When it rains, it pours. Just ask the embattled Southern Poverty Law Center.
The hyper-progressive nonprofit came under intense scrutiny this week when the Department of Justice announced on Tuesday that the activist group had been issued an 11-count indictment by a federal grand jury in Alabama.
The charges alleged that the SPLC — an advocacy entity that purports to combat “hate” — had actually spent years funneling money into the very groups it’s supposed to be pushing back against, like the Ku Klux Klan.
Today, a grand jury in Alabama returned an 11-count indictment charging the Southern Poverty Law Center with wire fraud, false statements to a federally insured bank, and conspiracy to commit concealment money laundering.
@splcenter stands accused of manufacturing and creating…— Acting AG Todd Blanche (@DAGToddBlanche) April 21, 2026
“Today, a grand jury in Alabama returned an 11-count indictment charging the Southern Poverty Law Center with wire fraud, false statements to a federally insured bank, and conspiracy to commit concealment money laundering,” acting Attorney General Todd Blanche posted to X. “[The SPLC] stands accused of manufacturing and creating the very extremism it purports to oppose.
“Instead of dismantling extremism, [the SPLC] was funding it.”
Blanche ended his post with, “Today is just the beginning, stay tuned.”
Turns out that Blanche was right — Tuesday was just the beginning for the SPLC.
On Thursday, the House Judiciary Committee sent a letter to SPLC President Bryan Fair letting him know that it’s not just the Justice Department looking into his organization.
“At no point did the SPLC inform its donors that their charitable donations might be used to pay leaders of violent hate groups,” the letter read. “To conceal the source of these payments, the SPLC allegedly opened bank accounts under the name of various fictitious entities and transferred funds from those accounts to their informants.”
“According to the indictment, these entities ‘were never incorporated, had no bona fide employees, and conducted no actual business.’ Rather, their sole purpose was to enable the SPLC “to conduct financial transactions that made it appear as if the [informants] were receiving money from the fictitious entities rather than receiving donated funds from the SPLC.”
The committee, spearheaded by fiery Rep.
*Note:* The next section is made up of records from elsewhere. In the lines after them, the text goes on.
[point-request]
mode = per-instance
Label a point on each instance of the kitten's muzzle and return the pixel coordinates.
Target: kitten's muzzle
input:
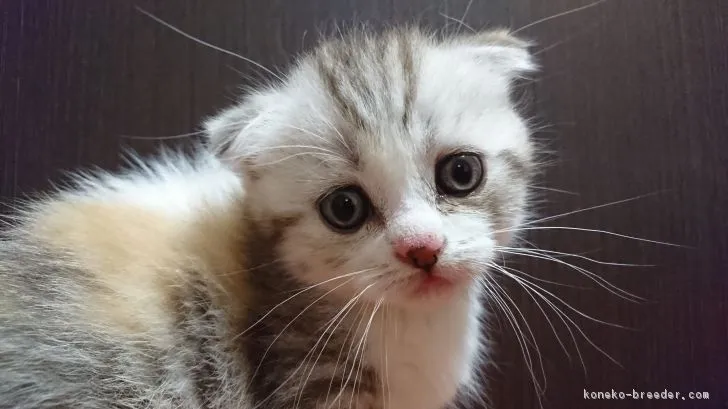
(420, 252)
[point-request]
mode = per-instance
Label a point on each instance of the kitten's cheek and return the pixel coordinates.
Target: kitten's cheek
(503, 238)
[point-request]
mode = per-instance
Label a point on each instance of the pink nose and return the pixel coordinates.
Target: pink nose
(419, 251)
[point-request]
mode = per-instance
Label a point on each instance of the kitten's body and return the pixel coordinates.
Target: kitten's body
(212, 282)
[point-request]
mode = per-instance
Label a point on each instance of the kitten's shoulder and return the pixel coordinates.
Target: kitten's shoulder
(143, 232)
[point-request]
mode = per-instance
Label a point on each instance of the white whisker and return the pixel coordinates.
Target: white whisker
(562, 14)
(206, 44)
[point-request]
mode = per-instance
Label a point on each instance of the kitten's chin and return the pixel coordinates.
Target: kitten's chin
(431, 289)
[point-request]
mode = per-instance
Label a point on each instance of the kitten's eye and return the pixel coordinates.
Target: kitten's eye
(459, 174)
(345, 209)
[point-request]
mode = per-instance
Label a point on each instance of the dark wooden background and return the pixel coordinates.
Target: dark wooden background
(635, 93)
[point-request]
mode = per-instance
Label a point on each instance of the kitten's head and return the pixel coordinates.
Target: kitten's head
(387, 164)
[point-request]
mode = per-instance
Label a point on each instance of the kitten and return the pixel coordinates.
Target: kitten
(326, 249)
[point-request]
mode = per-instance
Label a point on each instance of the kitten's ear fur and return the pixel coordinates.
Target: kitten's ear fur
(233, 134)
(505, 52)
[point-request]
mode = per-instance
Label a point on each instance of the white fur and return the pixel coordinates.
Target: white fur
(174, 184)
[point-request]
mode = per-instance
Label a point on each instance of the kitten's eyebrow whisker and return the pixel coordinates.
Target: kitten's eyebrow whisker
(206, 44)
(163, 137)
(558, 15)
(460, 22)
(550, 189)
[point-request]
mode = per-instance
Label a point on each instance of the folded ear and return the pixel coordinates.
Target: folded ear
(502, 51)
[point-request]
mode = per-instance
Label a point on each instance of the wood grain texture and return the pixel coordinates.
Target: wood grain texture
(634, 93)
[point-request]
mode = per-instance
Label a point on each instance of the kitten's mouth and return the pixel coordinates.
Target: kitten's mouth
(431, 284)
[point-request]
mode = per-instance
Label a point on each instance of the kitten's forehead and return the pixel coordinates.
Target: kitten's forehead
(406, 91)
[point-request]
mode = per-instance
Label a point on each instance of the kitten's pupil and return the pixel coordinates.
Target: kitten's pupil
(462, 173)
(459, 174)
(345, 209)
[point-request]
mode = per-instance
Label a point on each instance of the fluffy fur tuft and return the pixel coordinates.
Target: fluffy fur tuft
(215, 281)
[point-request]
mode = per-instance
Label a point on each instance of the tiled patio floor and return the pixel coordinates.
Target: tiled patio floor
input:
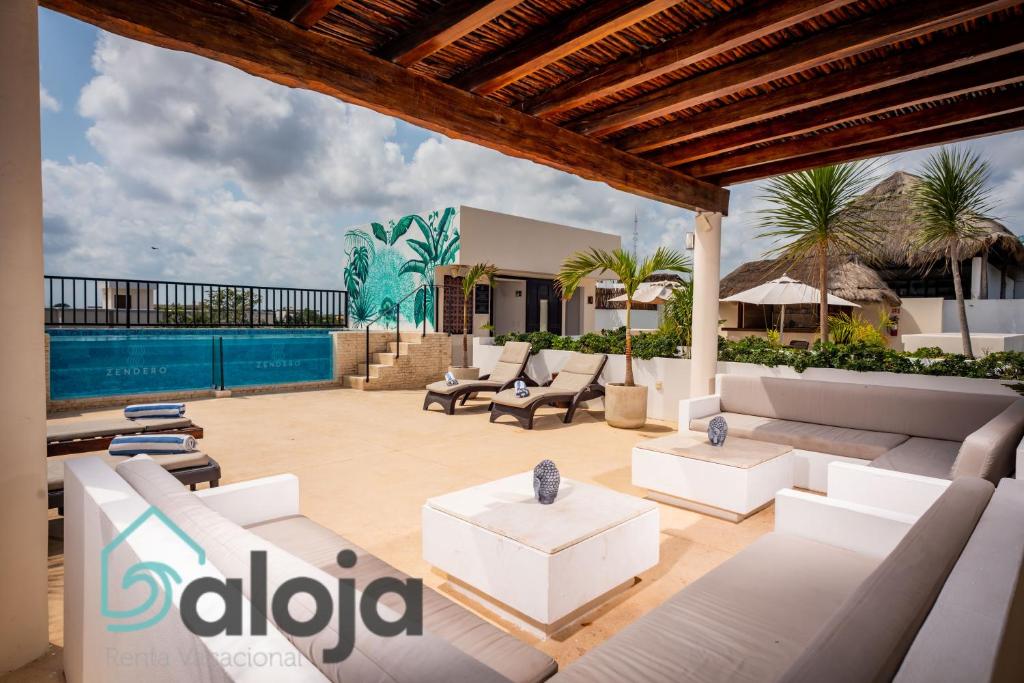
(367, 461)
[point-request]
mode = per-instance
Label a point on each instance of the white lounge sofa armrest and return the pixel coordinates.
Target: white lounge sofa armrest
(701, 407)
(1019, 472)
(861, 528)
(255, 501)
(896, 492)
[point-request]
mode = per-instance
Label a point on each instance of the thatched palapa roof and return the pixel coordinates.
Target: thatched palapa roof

Jim Jordan, wasn’t done, however.
Jordan demanded that the SPLC hand over a trove of documents, showcasing where money went and — perhaps more importantly — any and all communications with the administration of former President Joe Biden.
“The Committee on the Judiciary has been conducting oversight of the Biden-Harris Administration’s close coordination with the SPLC on federal civil rights matters,” Jordan continued in the letter. “We have found that an internal FBI system contained at least 13 documents, including the Richmond memorandum that labeled traditional Catholics as ‘violent extremists,’ that cited material from the SPLC.”
According to Fox News, the Judiciary Committee’s Senate counterparts — at least the Republicans — have made known that there’s one more person worth looking into.
Every individual associated with SPLC should have to answer for what they knew about the organization’s extremist ties, and when.
That includes Nancy Abudu, SPLC’s former litigation director who Biden appointed as a lifetime judge on the 11th Circuit. https://t.co/by0NA9Oz5i
— Senate Judiciary Republicans (@SenJudiciaryGOP) April 22, 2026
“Every individual associated with SPLC should have to answer for what they knew about the organization’s extremist ties, and when,” the Senate Judiciary Committee Republicans posted. “That includes Nancy Abudu, SPLC’s former litigation director who Biden appointed as a lifetime judge on the 11th Circuit.”